STAA-SNN: Spatial-Temporal Attention Aggregator for Spiking Neural Networks
Tianqing Zhang, Kairong Yu, Xian Zhong, Hongwei Wang, Qi Xu, Qiang Zhang
TL;DR
This work tackles the performance gap between spiking neural networks (SNNs) and artificial neural networks (ANNs) by introducing STAA-SNN, a plug-and-play framework that jointly models spatial and temporal information. It integrates a spike-driven self-attention mechanism, a learnable position encoding, a step attention module, and a time-step random dropout strategy to robustly aggregate spatio-temporal features. The approach yields state-of-the-art results on neuromorphic CIFAR10-DVS and strong accuracy on static datasets (CIFAR-10/100, ImageNet) with fewer timesteps, while also achieving competitive event-based recognition on CIFAR10-DVS and DVS128 Gesture. These contributions advance energy-efficient, temporally-aware SNNs and offer practical benefits for neuromorphic vision tasks, with open-source code facilitating adoption and further research.
Abstract
Spiking Neural Networks (SNNs) have gained significant attention due to their biological plausibility and energy efficiency, making them promising alternatives to Artificial Neural Networks (ANNs).
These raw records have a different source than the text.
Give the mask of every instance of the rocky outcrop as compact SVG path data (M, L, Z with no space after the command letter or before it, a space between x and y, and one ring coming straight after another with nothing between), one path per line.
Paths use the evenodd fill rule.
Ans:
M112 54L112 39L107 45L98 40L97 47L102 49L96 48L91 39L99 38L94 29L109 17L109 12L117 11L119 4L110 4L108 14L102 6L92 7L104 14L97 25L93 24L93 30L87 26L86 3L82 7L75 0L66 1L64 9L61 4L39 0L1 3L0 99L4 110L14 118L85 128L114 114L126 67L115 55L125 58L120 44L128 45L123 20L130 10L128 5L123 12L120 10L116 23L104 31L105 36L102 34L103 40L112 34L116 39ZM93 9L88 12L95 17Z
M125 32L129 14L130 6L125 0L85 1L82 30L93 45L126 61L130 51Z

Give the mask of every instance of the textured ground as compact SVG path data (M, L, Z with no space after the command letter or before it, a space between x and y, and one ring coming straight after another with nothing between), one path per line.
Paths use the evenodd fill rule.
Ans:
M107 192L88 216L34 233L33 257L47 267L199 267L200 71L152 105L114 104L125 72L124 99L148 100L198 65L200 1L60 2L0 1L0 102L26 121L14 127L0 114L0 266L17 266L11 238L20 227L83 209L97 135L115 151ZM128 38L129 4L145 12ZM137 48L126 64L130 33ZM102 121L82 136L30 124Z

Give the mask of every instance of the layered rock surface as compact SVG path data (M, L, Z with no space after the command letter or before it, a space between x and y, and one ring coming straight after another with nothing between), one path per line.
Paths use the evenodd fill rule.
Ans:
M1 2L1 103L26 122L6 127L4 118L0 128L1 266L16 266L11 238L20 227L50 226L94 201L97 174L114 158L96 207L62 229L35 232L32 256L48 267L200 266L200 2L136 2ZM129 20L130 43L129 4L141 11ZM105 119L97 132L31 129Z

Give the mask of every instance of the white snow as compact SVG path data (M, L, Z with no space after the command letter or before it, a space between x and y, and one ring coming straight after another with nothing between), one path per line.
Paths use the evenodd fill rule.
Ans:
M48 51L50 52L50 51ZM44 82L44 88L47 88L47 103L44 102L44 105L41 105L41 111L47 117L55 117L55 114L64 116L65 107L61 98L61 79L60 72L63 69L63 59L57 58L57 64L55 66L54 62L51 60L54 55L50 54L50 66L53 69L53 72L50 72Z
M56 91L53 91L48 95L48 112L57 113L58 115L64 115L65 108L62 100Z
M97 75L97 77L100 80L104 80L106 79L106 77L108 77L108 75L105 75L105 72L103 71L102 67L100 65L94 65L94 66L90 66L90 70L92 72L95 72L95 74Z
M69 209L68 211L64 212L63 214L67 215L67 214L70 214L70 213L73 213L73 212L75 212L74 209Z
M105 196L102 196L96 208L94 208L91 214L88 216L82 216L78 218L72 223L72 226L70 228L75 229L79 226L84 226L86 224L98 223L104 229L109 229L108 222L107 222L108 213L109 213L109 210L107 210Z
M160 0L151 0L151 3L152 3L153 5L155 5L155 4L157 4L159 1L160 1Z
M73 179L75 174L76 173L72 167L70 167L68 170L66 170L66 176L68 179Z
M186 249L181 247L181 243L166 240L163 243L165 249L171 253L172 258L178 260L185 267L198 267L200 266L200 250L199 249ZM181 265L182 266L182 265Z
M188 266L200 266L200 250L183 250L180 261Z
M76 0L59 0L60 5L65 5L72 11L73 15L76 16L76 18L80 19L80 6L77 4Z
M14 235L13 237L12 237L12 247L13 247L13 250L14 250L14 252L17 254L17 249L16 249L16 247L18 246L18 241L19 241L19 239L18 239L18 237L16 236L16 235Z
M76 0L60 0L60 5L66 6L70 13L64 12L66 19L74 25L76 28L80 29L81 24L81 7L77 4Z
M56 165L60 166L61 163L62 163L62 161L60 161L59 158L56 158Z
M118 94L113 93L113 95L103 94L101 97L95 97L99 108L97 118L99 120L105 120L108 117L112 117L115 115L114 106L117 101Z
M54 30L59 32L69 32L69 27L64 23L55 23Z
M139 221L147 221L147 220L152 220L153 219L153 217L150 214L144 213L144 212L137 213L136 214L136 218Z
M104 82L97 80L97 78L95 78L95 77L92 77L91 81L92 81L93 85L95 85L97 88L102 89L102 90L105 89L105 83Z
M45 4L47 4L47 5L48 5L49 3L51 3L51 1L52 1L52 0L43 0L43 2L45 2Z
However, the performance gap between SNNs and ANNs remains a substantial challenge hindering the widespread adoption of SNNs. In this paper, we propose a Spatial-Temporal Attention Aggregator SNN (STAA-SNN) framework, which dynamically focuses on and captures both spatial and temporal dependencies. First, we introduce a spike-driven self-attention mechanism specifically designed for SNNs. Additionally, we pioneeringly incorporate position encoding to integrate latent temporal relationships into the incoming features. For spatial-temporal information aggregation, we employ step attention to selectively amplify relevant features at different steps. Finally, we implement a time-step random dropout strategy to avoid local optima. As a result, STAA-SNN effectively captures both spatial and temporal dependencies, enabling the model to analyze complex patterns and make accurate predictions. The framework demonstrates exceptional performance across diverse datasets and exhibits strong generalization capabilities. Notably, STAA-SNN achieves state-of-the-art results on neuromorphic datasets CIFAR10-DVS, with remarkable performances of 97.14%, 82.05% and 70.40% on the static datasets CIFAR-10, CIFAR-100 and ImageNet, respectively. Furthermore, our model exhibits improved performance ranging from 0.33\% to 2.80\% with fewer time steps. The code for the model is available on GitHub.